Logo, sofremos feridas narcisistas, que exprimem os sofrimentos. Há sofrimentos de perdas que chegam a nos afundar em depressões. Aí é quando vivemos o desafio de suportar a solidão suficiente para sobreviver. E isso envolve uma boa dose de amor próprio, um amor necessário no amor a si e ao outro. Boas amizades nos labirintos da vida são indispensáveis, pois são os irmãos da vida que festejam nossas vitórias e são solidários nas derrotas. São os laços fraternos que afrouxam o nó da nossa solidão. Diante da precariedade da vida, é na fraternidade que se alimenta a esperança.
Por fim, caminhar melhor nos labirintos da vida exige a essencial arte, pois a arte abre as portas para o espetáculo de que participamos. As artes excitam a imaginação e assim tornam a vida mais divertida. Federico García Lorca, em 1934, numa saudação que fez a seu amigo Pablo Neruda na Universidade de Madri, disse da arte:
– A poesia serve para nutrir aquela pequena semente de loucura que todos carregamos.
Na verdade, vida sem arte é vida sem encanto.
Hoje, como ontem, há fatores de risco mesmo com todos os cuidados de segurança. Inevitáveis são os sofrimentos, as quedas, que às vezes não dependem só de nosso maior ou menor equilíbrio. Podemos aprender a caminhar melhor entre os labirintos da vida. Caminhar com mais leveza, suportar as frustrações sem cair em graves mortificações.
Concluo com duas sugestões de como a arte e a solidariedade nos ajudam a viver. Primeiro, o livro Rita Lee, uma Autobiografia, sucesso de público merecido, é o exemplo de uma artista brilhante, presa injustamente na ditadura militar, internada muitas vezes por drogas. Conseguiu renovar sua vitalidade, pois abandonou as drogas ao ver nascer sua neta. Segundo, o filme Um Homem Chamado Ove, de Hannes Holm. O longa começa com Ove, um homem mal-humorado, em crise depressiva, sem ânimo de seguir vivendo. Conhece vizinhos novos, não gosta deles a princípio, mas aos poucos vai tendo sua vida transformada. A partir daí, inicia-se um relato de seu passado que seduz o espectador e se revela uma aula de humanismo, o que tanto nos faz falta em tempos temerários.

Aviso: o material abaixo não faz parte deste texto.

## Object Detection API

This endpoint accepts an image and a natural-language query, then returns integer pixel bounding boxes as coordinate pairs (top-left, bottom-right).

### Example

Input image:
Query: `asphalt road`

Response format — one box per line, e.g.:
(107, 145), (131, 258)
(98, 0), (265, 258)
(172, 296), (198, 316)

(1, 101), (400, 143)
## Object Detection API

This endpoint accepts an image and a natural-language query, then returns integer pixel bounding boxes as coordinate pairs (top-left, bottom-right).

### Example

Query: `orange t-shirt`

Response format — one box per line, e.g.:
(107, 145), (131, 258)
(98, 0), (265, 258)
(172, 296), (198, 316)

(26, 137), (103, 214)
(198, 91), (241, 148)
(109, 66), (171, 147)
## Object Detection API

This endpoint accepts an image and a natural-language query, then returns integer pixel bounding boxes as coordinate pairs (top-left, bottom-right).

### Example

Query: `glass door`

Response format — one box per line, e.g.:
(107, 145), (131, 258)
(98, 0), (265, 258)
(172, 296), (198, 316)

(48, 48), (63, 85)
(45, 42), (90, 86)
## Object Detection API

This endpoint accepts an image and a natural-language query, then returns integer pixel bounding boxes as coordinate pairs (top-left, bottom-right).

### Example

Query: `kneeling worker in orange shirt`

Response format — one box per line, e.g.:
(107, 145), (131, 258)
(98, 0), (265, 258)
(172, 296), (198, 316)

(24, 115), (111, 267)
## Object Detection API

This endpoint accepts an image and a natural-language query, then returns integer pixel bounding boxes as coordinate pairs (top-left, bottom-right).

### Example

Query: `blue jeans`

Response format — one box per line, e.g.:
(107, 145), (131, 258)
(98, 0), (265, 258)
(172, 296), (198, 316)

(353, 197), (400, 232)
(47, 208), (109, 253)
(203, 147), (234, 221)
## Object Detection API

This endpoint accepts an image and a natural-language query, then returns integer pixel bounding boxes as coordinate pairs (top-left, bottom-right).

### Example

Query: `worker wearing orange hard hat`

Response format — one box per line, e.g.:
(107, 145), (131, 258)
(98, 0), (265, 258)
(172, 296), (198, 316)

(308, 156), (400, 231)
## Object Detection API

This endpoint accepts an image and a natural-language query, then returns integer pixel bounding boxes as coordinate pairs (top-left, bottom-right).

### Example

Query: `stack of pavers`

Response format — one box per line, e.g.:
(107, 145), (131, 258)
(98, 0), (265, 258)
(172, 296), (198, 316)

Arte e parceria não resolvem os problemas dos labirintos da alma, mas aliviam. Tanto o livro como o filme expressam como é possível melhorar a vida. É possível andar pelos labirintos com menos peso, aprender a caminhar com mais leveza. O labirinto é uma alegoria da condição humana, é um espelho do nosso mundo. Estamos todos sendo cada vez mais exigidos no aprendizado de pensar labirinto.